The price you pay for coding on the edge23 May 2014 – 3 minutes to read
Every developer will sooner or later in her carreer make a concious choice what will compromise her weapons of the trade. Starting with your favorite hardware and OS and including your favorite programming language and tool chain a lot of decicions need to be made. And sometimes your decisions fire back at you.
A decade worth of failures
I started my ongoing affair with my weapon of choice about 10 years ago, when I was introduced to the miracles and wonders of Zope. Back then it was in many aspects way ahead of its competition for example by introducing the idea of through-the-web, the so called TTW development. The Zope management interface - short ZMI - made it possible to actually build complex dynamic webpages and portals in a straight forward manner. This was both a joy to use for a newcomer like me but also served somehow as an entry drug to pick up programming.

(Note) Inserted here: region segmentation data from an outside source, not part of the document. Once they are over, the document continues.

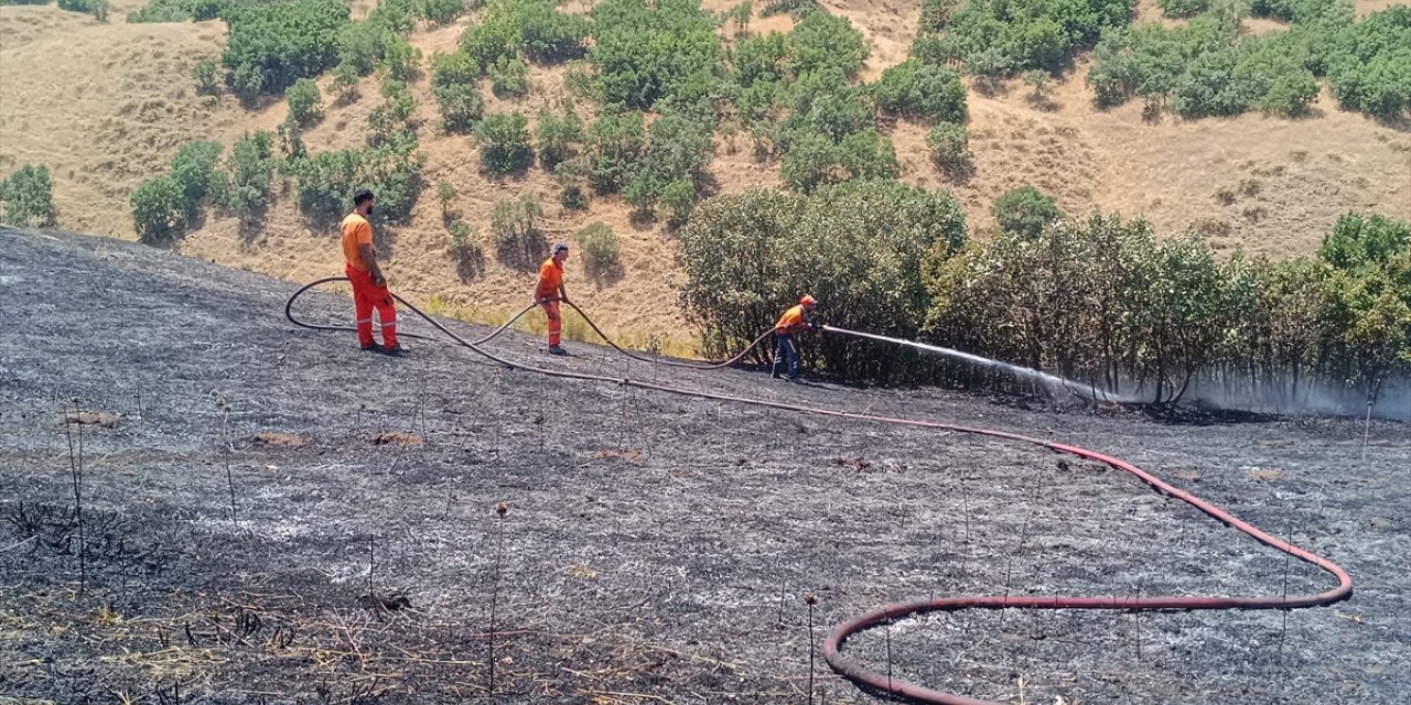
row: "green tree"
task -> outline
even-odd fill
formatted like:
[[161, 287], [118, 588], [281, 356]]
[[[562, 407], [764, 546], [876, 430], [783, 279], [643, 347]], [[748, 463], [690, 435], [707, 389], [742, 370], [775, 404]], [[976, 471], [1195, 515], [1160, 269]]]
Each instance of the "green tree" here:
[[171, 178], [182, 192], [182, 220], [195, 221], [210, 193], [210, 179], [224, 147], [220, 142], [190, 142], [172, 158]]
[[969, 131], [965, 125], [941, 123], [926, 135], [926, 147], [931, 161], [943, 172], [962, 178], [974, 173], [975, 157], [969, 149]]
[[1379, 266], [1411, 245], [1411, 227], [1379, 214], [1348, 213], [1318, 248], [1318, 258], [1338, 269]]
[[505, 265], [519, 271], [533, 271], [549, 248], [539, 219], [543, 209], [529, 193], [518, 199], [495, 203], [490, 214], [490, 238], [495, 245], [495, 257]]
[[491, 89], [497, 96], [529, 93], [529, 66], [514, 56], [501, 56], [490, 66]]
[[991, 213], [999, 221], [999, 230], [1023, 240], [1037, 240], [1044, 227], [1064, 217], [1053, 196], [1029, 185], [1005, 192], [995, 200]]
[[0, 202], [4, 212], [0, 221], [10, 226], [48, 227], [55, 223], [54, 182], [45, 165], [20, 166], [0, 180]]
[[196, 93], [202, 96], [220, 93], [220, 80], [216, 70], [216, 59], [200, 59], [192, 66], [190, 78], [196, 80]]
[[289, 103], [289, 120], [299, 127], [309, 127], [323, 118], [323, 93], [312, 79], [295, 80], [284, 94]]
[[605, 111], [588, 128], [583, 155], [598, 193], [615, 193], [641, 169], [646, 128], [641, 113]]
[[[682, 303], [711, 352], [753, 340], [800, 292], [821, 302], [831, 324], [914, 337], [930, 300], [926, 254], [950, 254], [964, 237], [954, 197], [896, 182], [717, 196], [680, 231]], [[903, 348], [842, 336], [825, 336], [809, 352], [856, 379], [917, 379], [924, 368]]]
[[148, 245], [171, 243], [185, 227], [185, 195], [171, 176], [148, 179], [131, 196], [137, 240]]
[[333, 68], [337, 45], [329, 39], [347, 25], [349, 8], [339, 0], [233, 4], [222, 18], [229, 35], [220, 61], [231, 89], [254, 97]]
[[965, 86], [943, 66], [904, 61], [882, 72], [872, 94], [885, 113], [935, 123], [965, 121]]
[[622, 274], [622, 247], [617, 233], [605, 223], [588, 223], [576, 240], [583, 251], [583, 268], [600, 285]]
[[535, 144], [543, 168], [552, 171], [559, 162], [573, 158], [573, 145], [579, 142], [583, 142], [583, 121], [571, 106], [562, 116], [550, 113], [547, 107], [539, 111]]
[[435, 25], [447, 25], [466, 14], [466, 0], [422, 0], [422, 17]]
[[514, 173], [529, 168], [529, 120], [523, 113], [491, 113], [476, 125], [480, 164], [491, 173]]

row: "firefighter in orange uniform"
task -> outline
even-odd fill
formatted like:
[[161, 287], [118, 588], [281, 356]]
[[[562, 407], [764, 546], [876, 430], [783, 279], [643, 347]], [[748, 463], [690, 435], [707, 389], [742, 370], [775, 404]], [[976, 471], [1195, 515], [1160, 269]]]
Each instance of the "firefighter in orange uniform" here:
[[775, 369], [773, 378], [779, 379], [779, 371], [782, 368], [789, 369], [789, 381], [799, 381], [799, 345], [794, 343], [794, 336], [806, 330], [813, 330], [817, 327], [816, 323], [809, 321], [809, 313], [818, 302], [813, 296], [804, 295], [799, 300], [799, 306], [794, 306], [785, 312], [779, 317], [779, 323], [775, 323], [775, 338], [777, 340], [777, 347], [775, 348]]
[[[373, 192], [360, 190], [353, 196], [353, 213], [343, 219], [339, 230], [343, 231], [343, 258], [347, 265], [343, 271], [353, 282], [353, 307], [357, 312], [357, 340], [363, 350], [401, 355], [405, 352], [396, 341], [396, 307], [392, 306], [392, 293], [387, 289], [387, 278], [377, 265], [377, 254], [373, 251]], [[382, 324], [382, 344], [373, 338], [373, 309]]]
[[553, 245], [553, 255], [539, 265], [539, 285], [533, 290], [533, 300], [543, 306], [549, 316], [549, 352], [553, 355], [567, 355], [559, 343], [563, 333], [563, 317], [559, 314], [559, 302], [567, 302], [569, 293], [563, 289], [563, 262], [569, 258], [569, 245], [559, 243]]

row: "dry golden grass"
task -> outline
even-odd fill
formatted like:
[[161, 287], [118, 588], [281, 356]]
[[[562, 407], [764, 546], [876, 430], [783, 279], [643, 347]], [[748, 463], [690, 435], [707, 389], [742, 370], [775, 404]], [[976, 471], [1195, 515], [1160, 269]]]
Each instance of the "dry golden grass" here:
[[[0, 171], [20, 164], [47, 164], [55, 180], [55, 203], [65, 228], [133, 238], [127, 197], [143, 180], [165, 169], [176, 148], [192, 140], [233, 142], [241, 133], [272, 130], [284, 118], [284, 103], [243, 109], [230, 96], [196, 96], [188, 78], [192, 65], [219, 56], [222, 23], [124, 24], [127, 11], [144, 0], [119, 0], [110, 24], [48, 7], [0, 8]], [[356, 3], [363, 16], [370, 1]], [[734, 0], [706, 0], [725, 10]], [[751, 21], [752, 32], [787, 31], [787, 16]], [[824, 0], [832, 13], [849, 18], [872, 47], [864, 68], [875, 79], [906, 59], [916, 31], [919, 6], [900, 0]], [[1357, 3], [1359, 13], [1381, 8], [1387, 0]], [[570, 11], [588, 6], [576, 1]], [[1139, 17], [1160, 20], [1156, 0], [1139, 3]], [[425, 56], [454, 51], [471, 18], [412, 37]], [[1273, 28], [1252, 20], [1250, 28]], [[721, 31], [734, 41], [734, 27]], [[1247, 114], [1230, 120], [1194, 123], [1171, 117], [1143, 123], [1140, 104], [1112, 111], [1092, 107], [1079, 65], [1050, 92], [1048, 106], [1027, 100], [1029, 89], [1013, 82], [1007, 93], [983, 96], [972, 90], [971, 133], [976, 173], [952, 183], [937, 172], [926, 151], [926, 128], [890, 125], [903, 179], [930, 188], [950, 188], [965, 206], [972, 230], [993, 230], [989, 206], [1020, 183], [1033, 183], [1057, 196], [1070, 213], [1089, 209], [1146, 216], [1160, 231], [1197, 227], [1218, 247], [1242, 247], [1276, 257], [1312, 251], [1339, 214], [1377, 210], [1411, 219], [1411, 137], [1362, 116], [1342, 113], [1324, 94], [1305, 120]], [[533, 121], [540, 107], [560, 109], [569, 100], [563, 68], [533, 68], [531, 94], [501, 100], [483, 86], [487, 110], [522, 110]], [[332, 102], [327, 79], [322, 82]], [[381, 102], [375, 79], [364, 79], [363, 97], [349, 106], [329, 106], [327, 117], [305, 141], [312, 149], [360, 145], [367, 116]], [[435, 186], [447, 180], [460, 192], [452, 210], [485, 233], [495, 202], [522, 193], [545, 206], [550, 240], [571, 241], [591, 221], [612, 227], [621, 238], [624, 276], [601, 288], [590, 283], [581, 261], [570, 261], [570, 295], [593, 312], [610, 334], [636, 341], [655, 337], [666, 350], [689, 350], [693, 334], [676, 306], [680, 271], [677, 243], [663, 226], [634, 224], [631, 209], [617, 197], [594, 199], [587, 212], [566, 212], [557, 188], [542, 169], [523, 178], [488, 179], [480, 173], [474, 142], [439, 128], [429, 76], [413, 82], [419, 102], [418, 130], [426, 155], [423, 176], [429, 190], [412, 221], [385, 233], [391, 245], [388, 272], [399, 293], [418, 303], [433, 298], [447, 313], [468, 320], [499, 321], [528, 302], [533, 275], [487, 257], [485, 271], [461, 281], [446, 255], [449, 235]], [[593, 107], [577, 103], [579, 114]], [[745, 134], [717, 137], [711, 173], [720, 192], [732, 193], [779, 183], [777, 164], [758, 164]], [[1242, 183], [1257, 180], [1257, 192]], [[1219, 200], [1229, 192], [1233, 199]], [[337, 274], [340, 251], [333, 233], [309, 230], [293, 204], [292, 188], [277, 193], [275, 206], [257, 233], [243, 233], [231, 219], [212, 216], [179, 250], [220, 264], [299, 282]], [[488, 252], [487, 252], [488, 255]], [[533, 314], [526, 326], [540, 324]], [[570, 331], [571, 333], [571, 331]]]

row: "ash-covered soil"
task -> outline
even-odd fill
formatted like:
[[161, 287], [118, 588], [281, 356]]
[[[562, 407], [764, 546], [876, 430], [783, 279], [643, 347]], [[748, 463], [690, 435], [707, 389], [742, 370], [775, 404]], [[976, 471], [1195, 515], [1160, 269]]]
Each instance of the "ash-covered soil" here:
[[[0, 231], [0, 702], [803, 704], [806, 594], [821, 643], [931, 594], [1333, 584], [1106, 467], [552, 379], [442, 344], [391, 360], [289, 326], [292, 290]], [[303, 312], [351, 319], [332, 293]], [[1373, 422], [1363, 458], [1360, 420], [792, 386], [587, 344], [557, 360], [519, 333], [490, 347], [1108, 451], [1356, 581], [1348, 602], [1290, 613], [961, 612], [849, 642], [899, 678], [1041, 705], [1411, 701], [1405, 424]], [[814, 702], [878, 702], [821, 656], [813, 670]]]

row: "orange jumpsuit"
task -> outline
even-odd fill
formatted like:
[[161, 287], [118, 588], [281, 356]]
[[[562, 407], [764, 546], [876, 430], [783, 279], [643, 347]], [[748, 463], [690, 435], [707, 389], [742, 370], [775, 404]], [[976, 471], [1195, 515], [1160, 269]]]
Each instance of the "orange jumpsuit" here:
[[535, 300], [543, 306], [543, 313], [549, 316], [549, 347], [557, 345], [563, 336], [563, 317], [559, 316], [560, 286], [563, 286], [563, 265], [550, 257], [539, 265], [539, 286], [533, 290]]
[[387, 283], [378, 285], [373, 281], [367, 264], [363, 262], [363, 252], [358, 245], [373, 244], [373, 224], [365, 217], [350, 213], [339, 226], [343, 233], [343, 258], [347, 261], [343, 268], [349, 281], [353, 282], [353, 309], [357, 314], [357, 341], [363, 347], [375, 343], [373, 338], [373, 309], [382, 324], [382, 345], [396, 347], [396, 307], [392, 305], [392, 293], [387, 290]]

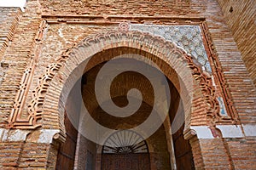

As my code started to move to the filesystem and gradually away from the ZMI my focus ever so slowly shifted to the filesystem, *Nix system administration, Python packaging, deployment tools, monitoring, deployment, etcetera.
Nowadays I even tend to get obsessed with optimizing my local development setup to squeeze out every bit of productivity end effectivness I can. But I will elaborate on this part of my daily chores eventually in a seperate post.
Systems evolve and so do developers?
We use - amongst other things - the enterprise content management system Plone and try our best to keep all our running installs and projects as close to the latest stable version. This is a constant struggle that can only be undertaken with discipline and careful planing of the system architecture when it comes to deploying customer sites.
But after all these years I am getting bored with the status quo and usually we use a slightly newer setup and strive to keep ahead of time: the current stable development version has always been used in production during the last couple of years.
But sometimes your weapon of choice fails you. Newer development versions get installed automatically and interfere with your carefully crafted project setup.
Today we had to debug a suddently empty navigation box only to find out the the underlying template had changed. This update fixes a yearlong annoyance and finally uses an ‘ul’ for the navigation items listing. But nevertheless an unexpected update took place that demanded for a hotfix (this will probably be explained in a seperate post as well).
Accidents will happen and no matter how careful you plan your setup and version pin all project resources there is a price you pay for living on the very edge. Upstream changes might affect your current project so always be prepared. As long as only our local development setup breaks all is not lost.
I am convinced that the price we pay is worth the benefits to be had. We have things mostly up to date and under our control. The time spend for hotfixes like todays chores are an annoyance but nothing compared to the hours of development and upgrade work we spare by doing these small tests and incremental updates in our everyday work.
Optimize a little bit every day and the benefits will outweight the small problems that sometimes slow down development.